This column was published June 10, 2023 in the Manhattan Mercury.
With the exception of nine months in 1978, all my life has been spent in Kansas. At age 20, I spent those outlying nine months in the Twin Cities, and that period of time was to provide a foundation for what was to come.
This week, I found myself back there for a professional conference and took advantage of the opportunity to drive down Lake Street, aka Memory Lane.
My time in the Twin Cities, or “the Cities,” as I came to refer to them, adopting the local colloquialism, was driven by twin goals. Broadcasting technical school and love. I was nuts about a girl from the Cities I had met in Kansas and followed her home. My old man was preaching, “find a life’s direction” and leaning on me to enroll in the four-year plan.
College was scattershot. Brown Institute was a cruise missile. Brown taught announcing, diction, pace and pronunciation, the rudiments of journalism, sports play-by-play, commercial production, advertising and airtime sales. Most importantly, the Brown curriculum brought interconnectivity of each disparate part that made the whole of successful small-market radio and TV stations.
I didn’t know it then, but the girl and tech school were intertwined. I was beginning to develop a life skill of balancing competing values. It was a perfect storm of ambition, wanderlust and romance.
Three classmates and I would gather each morning before class at McDonald’s on Lake Street next door to the school. As a play on a Brown diction exercise, I called it, “The arches which are, were, and shall ever be golden,” and it stuck.
Home was a three-story Victorian near Powderhorn Park. My housemates were fellow fledgling broadcasters, a dude tossed by his wife from suburban domesticity and one guy with criminal leanings, who always seemed to be one step ahead of the law. We occupied six separate bedrooms with a shared kitchen and bathroom. I caught on early that it paid to be the first one up; the hot water lasted long enough for about half a shower.

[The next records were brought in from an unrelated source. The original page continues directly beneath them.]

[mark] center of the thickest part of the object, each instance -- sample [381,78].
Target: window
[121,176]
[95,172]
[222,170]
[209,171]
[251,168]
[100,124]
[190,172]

It’s a stone’s throw from the intersection where George Floyd died. Walk the streets and sidewalks of south Minneapolis today, and the social justice activism vibrations are palpable. The energy that motivates the area today is aimed at changing a culture.
Nostalgia causes us to view the past in an overly positive light, and we tend to remember people and places from our past in static terms. In that sense, Thomas Wolfe was right, you can’t go home again. But you can return to the physical spaces, reminisce, relive the glory, the heartaches, and acquire a new perspective of the same place. It’s a homecoming, in the sense of adding substantive emotional and intellectual heft to experiences and actions of decades gone by.
I packed a lot into those nine months. Learned the basics of an industry, relationships, snowmobiling, and disco. Appeared as an extra in two feature movies. Met actress Annette O’Toole for whom I would carry a torch for years. There was also an alcoholic blackout, a flashing neon warning sign of addiction, switched off by denial.
Nine months in, the girl would throw me over for a Stallone wannabe. “Stay away from her or you won’t have any teeth to broadcast with.” Okay Rocky, you win. Tail between my legs, I would retreat home to Kansas to lick my wounds and launch a career.
Brown Institute would become Brown College, move to the St. Paul suburbs and eventually close up shop in 2016. Where once it stood, now stands a bank and a Walgreen’s. Diction has given way to direct deposit and diuretics.
McDonald’s remains in the same exact space right next door, albeit transformed from the Mansard roof/red brick block architecture to the sleek, flat roof McModern style.
Like the arches, the memories are, were and shall ever be golden.